Die Alten müssen weg. Das fordert Peter Biar Ajak. Der 34-jährige Südsudanese hat in Harvard und Cambridge studiert und lebt in Kenya. Ajak ruft zum Abgang der alten Politikerelite des Südsudans von Präsident Salva Kiir und Rebellenführer Riek Machar auf. Die Generation des Unabhängigkeitskrieges vom Sudan habe ausgedient. Nur jüngere Kräfte könnten dem Land endlich Frieden bringen, verkündete Ajak unlängst im kenianischen Fernsehsender NTV.

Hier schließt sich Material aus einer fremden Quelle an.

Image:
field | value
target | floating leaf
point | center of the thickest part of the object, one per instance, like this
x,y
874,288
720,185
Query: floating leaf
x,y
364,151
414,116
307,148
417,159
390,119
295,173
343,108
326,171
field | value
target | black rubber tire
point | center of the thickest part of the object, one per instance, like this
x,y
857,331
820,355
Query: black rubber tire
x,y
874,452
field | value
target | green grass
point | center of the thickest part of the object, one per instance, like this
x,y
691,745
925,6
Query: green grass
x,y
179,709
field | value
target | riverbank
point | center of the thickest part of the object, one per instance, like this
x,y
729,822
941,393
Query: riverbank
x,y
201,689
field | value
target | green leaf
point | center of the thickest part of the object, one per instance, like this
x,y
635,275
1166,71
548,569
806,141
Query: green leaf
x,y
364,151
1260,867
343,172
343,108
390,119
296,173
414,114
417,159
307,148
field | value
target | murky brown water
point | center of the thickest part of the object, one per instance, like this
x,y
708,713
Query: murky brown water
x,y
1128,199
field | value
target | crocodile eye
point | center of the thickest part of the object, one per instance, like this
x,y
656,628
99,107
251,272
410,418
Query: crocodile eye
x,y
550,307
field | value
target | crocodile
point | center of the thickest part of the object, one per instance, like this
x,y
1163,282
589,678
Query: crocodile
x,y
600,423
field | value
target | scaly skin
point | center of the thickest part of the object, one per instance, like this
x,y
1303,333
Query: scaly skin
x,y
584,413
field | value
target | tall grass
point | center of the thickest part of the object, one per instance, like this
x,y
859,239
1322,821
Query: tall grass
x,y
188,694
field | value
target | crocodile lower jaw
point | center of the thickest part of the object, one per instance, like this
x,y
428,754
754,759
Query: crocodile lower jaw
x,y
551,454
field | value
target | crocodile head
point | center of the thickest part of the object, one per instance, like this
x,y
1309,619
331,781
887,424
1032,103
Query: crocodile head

Diese These war aus Sicht der südsudanesischen Regierung wohl etwas zu provokativ. Vergangenen Mittwoch wurde Ajak bei seiner Ankunft am Flughafen der Hauptstadt Juba festgenommen. Eine Anklage gibt es bis anhin nicht. Es kommt immer wieder vor, dass Menschen im Südsudan ohne Verfahren weggesperrt werden.

Machar, Kiir und weitere südsudanesiche Politiker unterzeichnen das Abkommen. (via @KagutaMuseveni)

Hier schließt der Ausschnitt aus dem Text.